Get Back to Basics With the Rule of 7

Are you setting yourself up for failure because of a short-term marketing strategy?

How familiar are you with the Rule of 7 as it pertains to marketing?

It might be considered an old-school marketing methodology, but if you take a moment to understand what it is, you’ll appreciate the fact that it’s a sound concept that works, and should be followed.


In short, the Rule of 7 is a basic principal that addresses consumers’ need to hear and see a marketing message several times (at least seven) before they consider buying from you.

Why seven? I don’t think the number really matters, as much as the message.

In order for consumers to really hear and retain your message, they need to be exposed to your marketing enough times so it resonates. So, when the time is right to buy your product, your business is top of mind.

As a 20-plus year automotive marketing veteran, my observation about dealership marketing is that dealers have a tendency to roll out a lead-generation campaign for 30 days, and if it doesn’t produce an return on investment within this time frame, they move on to something else. I like to call this the “on-and-off marketing” strategy.

It’s my belief that dealerships are missing the point of marketing. As a general rule, prospects are in the pipeline for 90 to 180 days, which for many dealers could be three to six different campaigns that are completely missing their targets due to a constant strategy changes.

Consumers are not getting enough exposure to the same message in order for it to adhere. Each month, dealers may run multiple campaigns with multiple messages targeting different people.

This is problematic because prospects only get the opportunity to see one or two of the campaigns one time—if you’re lucky—and they are not exposed to the message long enough to remember it.

My assessment for the quick-changing marketing practice is simple: Dealers are paying a lot of money to multiple vendors to drive new leads through the door.

With the average dealership spending between $7,000 to $12,000 per month on marketing (and much more for larger metro area dealerships), it’s understandable that instant ROI is desired.

The question is: Are you setting yourself up for failure due to the short-term strategy?

With the advancements in marketing data analytics and the success digital marketing delivers, dealers now have more robust resources available. And they don’t cost a fortune or leverage multiple vendors to achieve the end goal.

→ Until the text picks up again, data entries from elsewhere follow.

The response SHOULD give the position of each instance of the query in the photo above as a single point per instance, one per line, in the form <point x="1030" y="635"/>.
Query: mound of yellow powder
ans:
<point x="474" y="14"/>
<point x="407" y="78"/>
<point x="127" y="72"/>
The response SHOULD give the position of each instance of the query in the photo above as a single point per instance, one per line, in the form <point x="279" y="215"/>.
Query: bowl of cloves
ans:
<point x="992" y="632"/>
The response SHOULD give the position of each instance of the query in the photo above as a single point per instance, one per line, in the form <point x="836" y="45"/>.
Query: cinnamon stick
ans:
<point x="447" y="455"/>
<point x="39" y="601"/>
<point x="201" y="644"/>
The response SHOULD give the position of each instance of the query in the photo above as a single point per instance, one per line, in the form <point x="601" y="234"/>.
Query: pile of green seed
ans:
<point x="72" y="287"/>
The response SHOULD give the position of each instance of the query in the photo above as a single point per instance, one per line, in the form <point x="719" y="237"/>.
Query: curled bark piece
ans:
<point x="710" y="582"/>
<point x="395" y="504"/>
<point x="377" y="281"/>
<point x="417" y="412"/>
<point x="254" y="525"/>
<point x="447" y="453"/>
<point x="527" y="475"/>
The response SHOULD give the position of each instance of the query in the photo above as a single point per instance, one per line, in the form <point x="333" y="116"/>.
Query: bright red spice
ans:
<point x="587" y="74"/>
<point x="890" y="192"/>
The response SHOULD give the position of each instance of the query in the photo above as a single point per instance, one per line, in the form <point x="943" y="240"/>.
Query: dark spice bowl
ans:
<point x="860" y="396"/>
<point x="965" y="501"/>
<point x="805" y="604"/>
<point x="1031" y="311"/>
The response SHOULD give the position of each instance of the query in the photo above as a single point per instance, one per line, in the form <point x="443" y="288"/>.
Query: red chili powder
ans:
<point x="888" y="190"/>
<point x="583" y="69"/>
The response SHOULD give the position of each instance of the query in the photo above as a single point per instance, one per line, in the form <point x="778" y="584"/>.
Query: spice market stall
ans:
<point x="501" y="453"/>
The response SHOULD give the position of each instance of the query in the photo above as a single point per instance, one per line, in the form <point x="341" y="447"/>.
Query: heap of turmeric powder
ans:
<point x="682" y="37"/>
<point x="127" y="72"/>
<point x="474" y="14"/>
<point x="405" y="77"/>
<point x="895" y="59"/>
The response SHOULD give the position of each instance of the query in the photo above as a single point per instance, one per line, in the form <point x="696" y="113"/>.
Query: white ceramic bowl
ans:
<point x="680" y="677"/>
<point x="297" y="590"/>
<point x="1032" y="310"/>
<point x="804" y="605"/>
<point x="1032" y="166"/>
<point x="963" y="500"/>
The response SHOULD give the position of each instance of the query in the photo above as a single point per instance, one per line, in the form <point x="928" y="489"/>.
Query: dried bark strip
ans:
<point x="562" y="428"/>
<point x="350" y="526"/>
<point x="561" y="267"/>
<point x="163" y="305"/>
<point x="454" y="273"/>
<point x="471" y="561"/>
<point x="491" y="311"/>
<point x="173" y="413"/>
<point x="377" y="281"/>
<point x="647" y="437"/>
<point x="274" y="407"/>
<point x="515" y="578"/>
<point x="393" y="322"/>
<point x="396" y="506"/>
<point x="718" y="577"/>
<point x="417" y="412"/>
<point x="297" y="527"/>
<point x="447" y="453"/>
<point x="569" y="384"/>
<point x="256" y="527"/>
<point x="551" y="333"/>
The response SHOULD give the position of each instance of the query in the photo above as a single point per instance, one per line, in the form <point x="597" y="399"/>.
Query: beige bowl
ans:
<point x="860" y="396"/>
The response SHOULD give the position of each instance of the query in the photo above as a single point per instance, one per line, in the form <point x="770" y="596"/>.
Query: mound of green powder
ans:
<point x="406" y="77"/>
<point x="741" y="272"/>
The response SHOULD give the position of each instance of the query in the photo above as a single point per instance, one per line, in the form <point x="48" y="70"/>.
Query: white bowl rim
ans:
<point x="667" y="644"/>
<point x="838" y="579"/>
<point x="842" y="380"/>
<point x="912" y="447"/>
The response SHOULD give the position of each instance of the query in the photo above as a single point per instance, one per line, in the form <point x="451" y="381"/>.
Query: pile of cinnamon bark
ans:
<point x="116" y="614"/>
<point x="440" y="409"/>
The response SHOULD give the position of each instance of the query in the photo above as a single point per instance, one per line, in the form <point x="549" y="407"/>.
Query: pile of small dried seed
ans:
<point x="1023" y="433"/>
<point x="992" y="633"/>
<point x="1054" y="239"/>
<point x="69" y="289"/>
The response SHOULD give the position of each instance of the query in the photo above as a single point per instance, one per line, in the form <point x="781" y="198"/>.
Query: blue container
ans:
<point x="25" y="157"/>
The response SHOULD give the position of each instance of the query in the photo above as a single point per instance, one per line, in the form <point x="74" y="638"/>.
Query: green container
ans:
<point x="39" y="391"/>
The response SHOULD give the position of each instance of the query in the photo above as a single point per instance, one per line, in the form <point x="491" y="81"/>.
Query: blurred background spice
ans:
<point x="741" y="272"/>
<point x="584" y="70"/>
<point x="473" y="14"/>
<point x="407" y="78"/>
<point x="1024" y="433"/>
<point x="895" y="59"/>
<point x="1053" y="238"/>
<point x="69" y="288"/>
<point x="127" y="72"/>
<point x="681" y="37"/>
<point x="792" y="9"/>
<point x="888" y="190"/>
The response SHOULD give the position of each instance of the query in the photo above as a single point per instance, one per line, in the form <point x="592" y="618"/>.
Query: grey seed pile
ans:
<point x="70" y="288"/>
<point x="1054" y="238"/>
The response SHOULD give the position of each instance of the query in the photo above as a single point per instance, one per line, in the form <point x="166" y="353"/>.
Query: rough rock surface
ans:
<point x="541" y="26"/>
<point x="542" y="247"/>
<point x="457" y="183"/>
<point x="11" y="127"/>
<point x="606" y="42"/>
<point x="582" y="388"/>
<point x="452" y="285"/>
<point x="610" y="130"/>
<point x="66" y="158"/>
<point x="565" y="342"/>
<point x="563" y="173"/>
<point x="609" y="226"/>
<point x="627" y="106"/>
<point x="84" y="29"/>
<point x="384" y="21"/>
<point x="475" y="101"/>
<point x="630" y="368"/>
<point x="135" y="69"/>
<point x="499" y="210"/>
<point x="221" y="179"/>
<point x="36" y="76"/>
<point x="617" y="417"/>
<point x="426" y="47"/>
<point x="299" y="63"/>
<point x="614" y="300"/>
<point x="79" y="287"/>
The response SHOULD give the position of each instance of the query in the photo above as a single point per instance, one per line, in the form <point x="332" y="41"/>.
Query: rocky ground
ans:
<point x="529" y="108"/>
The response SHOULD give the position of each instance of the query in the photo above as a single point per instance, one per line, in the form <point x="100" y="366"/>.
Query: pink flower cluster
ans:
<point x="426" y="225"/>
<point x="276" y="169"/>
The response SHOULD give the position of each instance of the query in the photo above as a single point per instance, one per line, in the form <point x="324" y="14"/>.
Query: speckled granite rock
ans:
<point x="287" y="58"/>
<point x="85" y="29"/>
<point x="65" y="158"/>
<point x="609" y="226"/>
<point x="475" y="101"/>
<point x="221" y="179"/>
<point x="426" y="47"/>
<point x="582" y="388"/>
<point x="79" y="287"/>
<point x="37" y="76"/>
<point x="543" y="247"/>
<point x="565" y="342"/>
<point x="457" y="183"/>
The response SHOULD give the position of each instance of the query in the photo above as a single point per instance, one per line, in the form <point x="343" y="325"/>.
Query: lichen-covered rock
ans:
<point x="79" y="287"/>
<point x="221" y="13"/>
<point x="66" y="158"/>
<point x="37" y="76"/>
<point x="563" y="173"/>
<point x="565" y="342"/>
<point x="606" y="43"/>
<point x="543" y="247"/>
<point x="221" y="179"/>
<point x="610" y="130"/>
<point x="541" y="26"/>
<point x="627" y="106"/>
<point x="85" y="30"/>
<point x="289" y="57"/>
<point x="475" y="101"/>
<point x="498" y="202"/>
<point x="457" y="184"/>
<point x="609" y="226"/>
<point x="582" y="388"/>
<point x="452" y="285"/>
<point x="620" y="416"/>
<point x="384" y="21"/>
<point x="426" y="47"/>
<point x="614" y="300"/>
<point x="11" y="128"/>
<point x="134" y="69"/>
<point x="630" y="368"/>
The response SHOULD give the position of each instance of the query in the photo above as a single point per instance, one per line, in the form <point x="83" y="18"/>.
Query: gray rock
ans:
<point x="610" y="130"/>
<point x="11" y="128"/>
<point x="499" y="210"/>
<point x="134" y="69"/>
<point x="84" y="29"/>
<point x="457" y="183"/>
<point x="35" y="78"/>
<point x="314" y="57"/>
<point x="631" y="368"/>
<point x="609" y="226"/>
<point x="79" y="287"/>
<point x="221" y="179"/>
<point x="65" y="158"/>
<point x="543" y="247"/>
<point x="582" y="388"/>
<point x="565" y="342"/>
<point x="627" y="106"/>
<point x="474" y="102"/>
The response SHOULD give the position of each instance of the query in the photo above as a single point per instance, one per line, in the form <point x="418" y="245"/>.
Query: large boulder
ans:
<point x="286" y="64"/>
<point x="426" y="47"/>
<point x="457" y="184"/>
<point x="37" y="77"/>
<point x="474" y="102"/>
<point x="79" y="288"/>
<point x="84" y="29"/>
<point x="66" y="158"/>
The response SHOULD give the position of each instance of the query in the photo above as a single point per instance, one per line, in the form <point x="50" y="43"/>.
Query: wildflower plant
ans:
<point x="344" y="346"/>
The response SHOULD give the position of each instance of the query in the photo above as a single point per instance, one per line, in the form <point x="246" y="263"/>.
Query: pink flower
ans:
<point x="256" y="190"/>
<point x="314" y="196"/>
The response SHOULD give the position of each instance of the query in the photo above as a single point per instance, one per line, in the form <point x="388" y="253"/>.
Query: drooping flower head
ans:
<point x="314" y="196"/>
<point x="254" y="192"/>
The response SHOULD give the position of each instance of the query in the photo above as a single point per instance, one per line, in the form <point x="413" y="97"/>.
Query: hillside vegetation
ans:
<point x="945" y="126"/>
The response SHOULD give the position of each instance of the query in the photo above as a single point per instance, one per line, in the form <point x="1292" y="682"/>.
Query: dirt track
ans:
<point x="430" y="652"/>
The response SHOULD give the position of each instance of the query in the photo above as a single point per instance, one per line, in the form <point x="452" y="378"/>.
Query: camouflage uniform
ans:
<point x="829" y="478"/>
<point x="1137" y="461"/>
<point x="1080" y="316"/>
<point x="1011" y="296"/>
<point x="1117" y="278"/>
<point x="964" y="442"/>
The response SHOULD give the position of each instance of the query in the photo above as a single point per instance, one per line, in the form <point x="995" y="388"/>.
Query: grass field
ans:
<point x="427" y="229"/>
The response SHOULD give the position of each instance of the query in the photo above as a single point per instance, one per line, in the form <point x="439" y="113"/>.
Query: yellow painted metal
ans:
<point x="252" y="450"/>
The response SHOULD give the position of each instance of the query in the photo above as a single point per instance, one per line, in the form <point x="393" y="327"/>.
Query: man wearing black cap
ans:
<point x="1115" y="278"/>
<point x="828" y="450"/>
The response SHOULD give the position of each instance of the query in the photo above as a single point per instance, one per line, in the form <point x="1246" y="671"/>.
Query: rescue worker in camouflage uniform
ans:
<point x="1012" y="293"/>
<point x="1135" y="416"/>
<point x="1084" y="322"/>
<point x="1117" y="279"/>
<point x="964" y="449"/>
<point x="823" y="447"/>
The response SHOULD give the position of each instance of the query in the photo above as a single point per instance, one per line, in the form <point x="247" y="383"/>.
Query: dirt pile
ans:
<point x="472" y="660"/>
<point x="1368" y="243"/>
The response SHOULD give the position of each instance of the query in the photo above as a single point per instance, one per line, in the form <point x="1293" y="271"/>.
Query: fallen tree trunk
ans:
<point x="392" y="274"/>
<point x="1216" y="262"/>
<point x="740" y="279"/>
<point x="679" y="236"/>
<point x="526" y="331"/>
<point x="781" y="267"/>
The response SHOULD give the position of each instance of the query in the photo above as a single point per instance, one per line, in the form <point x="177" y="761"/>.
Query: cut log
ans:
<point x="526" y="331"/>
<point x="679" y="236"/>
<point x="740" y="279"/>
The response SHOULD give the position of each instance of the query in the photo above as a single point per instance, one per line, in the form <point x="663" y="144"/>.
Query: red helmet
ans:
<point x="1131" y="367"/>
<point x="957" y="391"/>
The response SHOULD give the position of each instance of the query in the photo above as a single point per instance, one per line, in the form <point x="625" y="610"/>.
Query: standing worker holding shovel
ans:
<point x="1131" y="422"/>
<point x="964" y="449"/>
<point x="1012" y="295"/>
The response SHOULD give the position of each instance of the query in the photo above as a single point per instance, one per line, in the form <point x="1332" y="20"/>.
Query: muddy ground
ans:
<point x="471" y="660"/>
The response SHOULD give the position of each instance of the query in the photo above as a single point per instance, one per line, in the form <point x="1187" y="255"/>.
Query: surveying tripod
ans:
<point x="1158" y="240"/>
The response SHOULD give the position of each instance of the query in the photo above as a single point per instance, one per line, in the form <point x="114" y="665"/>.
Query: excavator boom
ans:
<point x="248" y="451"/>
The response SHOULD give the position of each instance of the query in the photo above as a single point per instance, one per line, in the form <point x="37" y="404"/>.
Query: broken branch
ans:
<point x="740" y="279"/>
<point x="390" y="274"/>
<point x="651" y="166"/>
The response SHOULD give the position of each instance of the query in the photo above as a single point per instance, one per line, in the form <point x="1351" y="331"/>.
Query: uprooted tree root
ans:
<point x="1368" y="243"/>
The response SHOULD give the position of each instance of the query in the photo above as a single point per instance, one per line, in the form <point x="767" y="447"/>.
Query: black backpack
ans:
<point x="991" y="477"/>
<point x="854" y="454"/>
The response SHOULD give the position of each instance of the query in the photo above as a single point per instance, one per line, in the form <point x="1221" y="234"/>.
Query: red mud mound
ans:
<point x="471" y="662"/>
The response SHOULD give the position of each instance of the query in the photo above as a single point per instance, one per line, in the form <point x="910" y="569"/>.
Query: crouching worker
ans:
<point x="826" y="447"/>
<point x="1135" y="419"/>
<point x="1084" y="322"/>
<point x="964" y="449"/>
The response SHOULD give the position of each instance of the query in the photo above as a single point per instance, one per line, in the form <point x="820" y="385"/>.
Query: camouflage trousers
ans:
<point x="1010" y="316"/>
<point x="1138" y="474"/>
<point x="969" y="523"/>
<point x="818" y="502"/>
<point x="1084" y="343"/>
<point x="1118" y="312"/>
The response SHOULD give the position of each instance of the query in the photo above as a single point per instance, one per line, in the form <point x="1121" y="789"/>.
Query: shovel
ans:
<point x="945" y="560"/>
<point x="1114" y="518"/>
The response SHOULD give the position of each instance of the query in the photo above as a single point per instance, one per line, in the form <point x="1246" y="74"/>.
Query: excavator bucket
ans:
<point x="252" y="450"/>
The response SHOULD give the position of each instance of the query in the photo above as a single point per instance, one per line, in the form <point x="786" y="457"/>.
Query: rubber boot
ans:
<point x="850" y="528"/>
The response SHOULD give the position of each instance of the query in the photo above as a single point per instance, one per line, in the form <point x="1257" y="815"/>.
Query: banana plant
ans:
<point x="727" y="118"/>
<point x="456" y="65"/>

Automotive marketing partners are available that can provide insightful business intelligence, manage all channel marketing, and most importantly, deliver real buyers while providing monthly savings of $3,000 to $8,000.

Don’t miss the point, however—inexpensive doesn’t mean you will be successful by rapidly changing strategies. You need to create a campaign that is consistent and has a shelf life to target all your prospects multiple times (following the Rule of 7) in order to allow the message to stick.

If you find your marketing isn’t working and you’re throwing darts to see which message will bring customers to your showroom, it’s time to take a new approach. Consider this: Stop wasting money by blindly targeting individuals on whom you have no true business intelligence.

As you know, this approach gets expensive, and can lead to low ROI. Instead, incorporate solutions that provide predictive analytics that identify consumers who have a high propensity to buy within the next 90 to 180 days.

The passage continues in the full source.